We climbed steadily as we flew northwards along the eastern coast of Canouan, en-route to St Lucia. The haze to port was difficult now, the sun was in the west, brilliant, and the portside view was somewhat limited. The sea, golden and glittering, the sky, golden and fathomless.

We climbed around the hill and the Grenadines all came into view, Mustique ahead, Canouan behind, and the looming shape of Union Island still further behind seemingly on the horizon, with those strangely shaped mountains. Off beyond Mustique, and slightly to port was Bequia, and beyond was the bulky mass of St. Vincent, a dusty grey silhouette against the dusty golden sky.

 Canouan. The runway just visible centre-right.

One more wistful glance at ET Joshua airport as we passed east abeam, and the resolutely cloud-clad volcano at the northern end of the island, and all of a sudden we were reporting "north coast St Vincent" and being handed back to St Lucia, Hewanorra control at "mid channel".

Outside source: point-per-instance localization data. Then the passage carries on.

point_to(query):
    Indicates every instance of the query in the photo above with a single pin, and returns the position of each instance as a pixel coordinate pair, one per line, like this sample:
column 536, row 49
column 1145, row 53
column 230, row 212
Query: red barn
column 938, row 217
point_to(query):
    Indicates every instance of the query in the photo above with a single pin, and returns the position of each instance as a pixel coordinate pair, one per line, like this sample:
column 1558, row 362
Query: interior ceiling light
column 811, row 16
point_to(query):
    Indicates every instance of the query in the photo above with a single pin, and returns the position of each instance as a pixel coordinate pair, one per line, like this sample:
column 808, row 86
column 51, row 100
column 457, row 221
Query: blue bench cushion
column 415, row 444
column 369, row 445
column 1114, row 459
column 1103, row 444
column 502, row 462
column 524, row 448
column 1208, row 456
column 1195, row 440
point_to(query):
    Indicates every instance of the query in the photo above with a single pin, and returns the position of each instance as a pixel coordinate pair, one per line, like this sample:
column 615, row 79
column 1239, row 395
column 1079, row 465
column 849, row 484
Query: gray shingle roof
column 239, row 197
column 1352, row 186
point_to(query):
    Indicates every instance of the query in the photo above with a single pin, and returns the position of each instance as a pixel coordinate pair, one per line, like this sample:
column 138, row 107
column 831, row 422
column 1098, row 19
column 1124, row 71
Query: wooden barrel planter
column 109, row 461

The Pitons appeared ahead from the haze, and Hewanorra airport on the flat land to the southeast of the Pitons, quiet in the late afternoon sun. Back in the lee of the Pitons the air became more playful again, but somehow I was just unconcerned about it. I was cramming memories of the days flying into my memory, trying hard to prevent everything just falling into one chaotic, wonderful thought, trying to keep the detail. Looking across at the incredibly verdant (no, impossibly verdant) landscape of St Lucia to starboard, tinted gold by the sunset to port, and all the bays and other places explored on the ground over the past week. Marigot Bay and our accommodation passes slowly by, tomorrow we begin our journey home to England, and I really just don't ever want to make that journey.

We pass the Hess oil storage area and the runway at George Charles comes into view from behind a headland. At that moment the vacuum pump fails, I mention it to Peter and apologise for being in control of his aeroplane when something like that happens. Somehow this random failure seems personal! Instruments are somewhat redundant in any case, the visibility is good, and the airspeed indicator is all we seem to need as I gently turn left base for runway 09, setting us up for my last landing in the Caribbean for goodness knows how long.

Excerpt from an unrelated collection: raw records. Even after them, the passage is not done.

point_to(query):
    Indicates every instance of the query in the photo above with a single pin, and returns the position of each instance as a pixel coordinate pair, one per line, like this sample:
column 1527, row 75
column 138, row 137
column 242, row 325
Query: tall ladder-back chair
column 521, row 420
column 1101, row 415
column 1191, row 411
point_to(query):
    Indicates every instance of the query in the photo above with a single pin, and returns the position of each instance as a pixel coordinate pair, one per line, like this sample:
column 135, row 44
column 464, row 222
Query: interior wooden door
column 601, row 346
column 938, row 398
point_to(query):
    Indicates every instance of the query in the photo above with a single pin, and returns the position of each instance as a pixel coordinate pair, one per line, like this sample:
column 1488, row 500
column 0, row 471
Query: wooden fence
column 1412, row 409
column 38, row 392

Apply power over the rocky outcrop at 400' on short final, and we coast the rest of the way with the aircraft's long shadow already on the runway ahead of us, the already 3D landscape popping into ever greater perspective as we settle to the runway between myriad hills, yachts moored, cruise ships looming in Castries harbour. Gentle touchdown, no brakes, no frenetic procedures, just a gentle letting-go, aching with sadness and poignancy. The slowest taxiing I can manage, and the final methodical shutdown, watching the prop as it spins down to stillness, savouring even the final small movements as it settles into its resting position in front of us. Then a moment of personal silence underpinned by the sounds of gyros spinning down to rest. A reluctant reaching for flight bags, a slow walk into the small terminal building and some paperwork. We sit in conversation with Peter, interrupted only by a hilariously drunken local politician who is ushered away by his minders, and talk of flying, and returning, and hope and wishes.

The sun has set and the remains of the daylight are fleeing, the tropical night sounds are starting up. Peter waits for us while Alison runs to the shore stripping down to her swimsuit, leaving garments all over Vigie beach, which I dutifully pick up as I follow. She swims for a short while then dries herself off and we are returned to Marigot Bay in Peter's car. Our gratitude can't be measured, we can't give thanks enough, and as Peter disappears into the Caribbean night I'm sure I'll never meet someone as generous of himself.

Tomorrow night he'll settle down to sleep before beginning another week of work in St Lucia, as we'll be in a 747 bound for London via Antigua, wishing we were not looking down to the darkened sea retreating behind us, putting more miles between us and paradise.

On the Sunday, in an attempt to avoid the blues, we took a helicopter trip with luggage, from Castries, Pointe Seraphine to Hewanorra Airport instead of a tortuous taxi ride, wonderful in itself, and a fitting end to an aviation-tinged holiday. But still the end.